Budapest has long been recommended to us as a destination for a leisure weekend, but it was also a city whose name came up time and again as an advocated destination for conferences and incentives.
We thought we’d check it out!
So on a cold weekend in late January, selflessly in the name of research of course, we decided to go and see firsthand what the capital of Hungary has to offer and just why it is that so many people extol the virtues of a city that was once part of the Eastern Block.
Sitting down to put my experience to paper, I wondered which perspective to write from – a tourist or a conference, incentive and event planner?
I saw the city from both angles, so forgive the rather merged mish-mash of observations and recommendations.
Classically historic, yet cosmopolitan
Cited as one of the most beautiful destinations in Europe, Budapest is the largest city and the capital of Hungary. It manages to combine the classically historic with the cosmopolitan; yet its rich and often turbulent history is evident at every turn, almost surprising you at every corner.
Our guide pointed out bullet holes on many of the building exteriors; still visible from WW2, beautiful bridges that had been painstakingly rebuilt after having been destroyed during the same war, and we even visited ‘The Terror House’ – a fascinating (and sometimes harrowing) museum, that once housed the secret police and their terrifying death chambers during the communist years.
But that all said, nothing can prepare you for the beauty of the architecture that greets you as you look down the long streets at the turn of every corner. If you worry about your delegates spending their downtime in a “normal” looking city with little to do, then this place is the polar opposite.

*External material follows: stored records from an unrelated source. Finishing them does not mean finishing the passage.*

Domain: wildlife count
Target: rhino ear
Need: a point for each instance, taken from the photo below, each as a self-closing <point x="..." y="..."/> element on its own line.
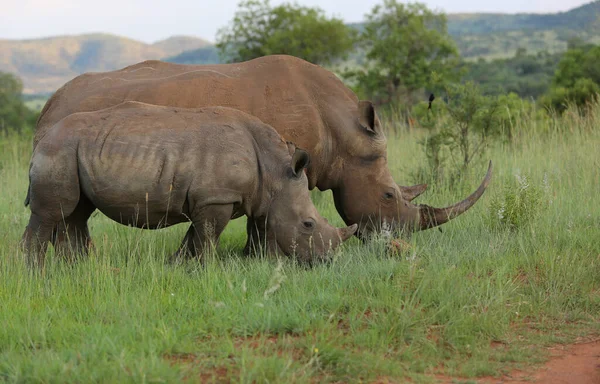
<point x="300" y="161"/>
<point x="291" y="147"/>
<point x="366" y="115"/>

The city is divided into two parts by the River Danube (said only to appear blue to those in love), and it has a long list of World Heritage Sites including the banks of the Danube, the Buda Castle Quarter, Andrássy Avenue, Heroes’ Square and the Millennium Underground Railway, which is the second oldest in the world. There’s certainly enough here to interest the most discerning delegate and also to entertain those looking for more lively activities in their down time. For the latter type of delegate this is especially true in the Jewish Quarter where you will find the most incredible bars. Called Ruin Bars. They need to be seen to be believed.

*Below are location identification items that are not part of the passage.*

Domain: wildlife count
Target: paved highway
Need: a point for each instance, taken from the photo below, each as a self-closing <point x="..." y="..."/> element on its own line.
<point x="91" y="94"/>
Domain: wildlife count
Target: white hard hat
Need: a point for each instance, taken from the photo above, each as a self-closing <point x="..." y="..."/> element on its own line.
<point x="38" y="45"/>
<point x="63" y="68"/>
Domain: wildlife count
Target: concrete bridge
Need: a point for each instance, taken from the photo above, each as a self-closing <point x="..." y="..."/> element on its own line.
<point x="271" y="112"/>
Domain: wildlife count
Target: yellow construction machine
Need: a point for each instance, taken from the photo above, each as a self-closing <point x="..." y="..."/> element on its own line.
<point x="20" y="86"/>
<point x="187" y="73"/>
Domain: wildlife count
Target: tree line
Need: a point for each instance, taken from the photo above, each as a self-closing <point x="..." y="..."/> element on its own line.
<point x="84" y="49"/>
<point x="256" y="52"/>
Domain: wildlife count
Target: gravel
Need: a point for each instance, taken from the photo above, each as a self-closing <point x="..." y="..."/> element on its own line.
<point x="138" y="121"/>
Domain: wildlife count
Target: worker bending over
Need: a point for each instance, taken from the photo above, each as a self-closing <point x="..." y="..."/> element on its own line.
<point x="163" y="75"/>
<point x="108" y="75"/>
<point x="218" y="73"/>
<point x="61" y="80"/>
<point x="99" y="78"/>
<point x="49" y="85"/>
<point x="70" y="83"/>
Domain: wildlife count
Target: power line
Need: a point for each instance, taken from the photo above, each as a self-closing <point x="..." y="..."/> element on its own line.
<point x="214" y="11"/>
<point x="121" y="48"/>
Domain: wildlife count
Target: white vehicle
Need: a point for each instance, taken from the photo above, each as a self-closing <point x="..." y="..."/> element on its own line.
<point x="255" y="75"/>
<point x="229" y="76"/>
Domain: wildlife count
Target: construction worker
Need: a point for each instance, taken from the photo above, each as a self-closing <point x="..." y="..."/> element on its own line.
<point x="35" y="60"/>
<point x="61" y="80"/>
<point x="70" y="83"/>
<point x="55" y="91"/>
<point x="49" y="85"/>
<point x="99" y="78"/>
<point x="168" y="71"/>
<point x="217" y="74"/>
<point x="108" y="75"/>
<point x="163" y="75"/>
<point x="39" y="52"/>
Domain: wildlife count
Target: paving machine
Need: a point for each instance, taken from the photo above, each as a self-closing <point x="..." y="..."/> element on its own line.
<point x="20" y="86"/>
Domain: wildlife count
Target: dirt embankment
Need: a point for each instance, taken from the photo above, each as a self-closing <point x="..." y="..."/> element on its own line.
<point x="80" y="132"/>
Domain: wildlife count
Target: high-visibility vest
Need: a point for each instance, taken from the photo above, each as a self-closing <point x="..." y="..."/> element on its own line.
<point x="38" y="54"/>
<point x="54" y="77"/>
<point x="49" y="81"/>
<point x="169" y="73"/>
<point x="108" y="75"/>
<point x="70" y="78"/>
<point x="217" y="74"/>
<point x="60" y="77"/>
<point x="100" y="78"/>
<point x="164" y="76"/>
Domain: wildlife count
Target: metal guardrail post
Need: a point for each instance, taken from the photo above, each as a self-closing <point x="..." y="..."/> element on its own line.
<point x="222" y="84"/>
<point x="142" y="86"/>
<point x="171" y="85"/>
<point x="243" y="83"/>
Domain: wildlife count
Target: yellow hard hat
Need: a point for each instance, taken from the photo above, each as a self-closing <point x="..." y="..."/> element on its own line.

Other highlights for incentive or excursion choices include a total of 80 geothermal springs, the world’s largest thermal water cave system, second largest synagogue, and third largest Parliament building – the architecture and sheer grandeur of which easily rivals its counterpart in London. The hour-long tour of the Parliament is well worth the time. It’s informative and brief enough to really maintain interest and would be a super individual option or group excursion during a residential conference in the city.
Venues and spaces in Budapest
There are numerous venues and spaces that would host a truly memorable gala dinner – the newly constructed ‘whale building’ on the riverfront, the Fisherman’s Bastion on the Buda side of the river, whilst the Danube itself offers a range of activities and dining experiences in the shape of river cruises.
Segways can even be hired if one wants a different vantage point of the city.
The Four Seasons Gresham Palace Hotel is a must for the more discerning group for whom budget is no concern, as is the more contemporary-feeling Buddha-Bar Hotel. A cream tea at the acclaimed New York Café (located within the upmarket Boscolo Hotel) is jaw dropping, both in terns of the opulent surroundings and the overall experience.
There are, of course, numerous hotels that are more budget-friendly and these are as equally central as those mentioned above; there are a couple of very decent Hilton Hotels, a Sofitel, an Intercontinental, to name a few.
Much like any capital city, there is simply too much to see and do in two short days as we did on our recce. However it was very quickly apparent that this is a city with a very rich history – a history until fairly recently was turbulent and thought provoking. It is a city that is proud of its heritage and also how far it has come since the communist rule.
It is vibrant, cosmopolitan and welcoming and would, in our opinion, provide a diverse, memorable and dramatic backdrop for a residential conference or incentive trip.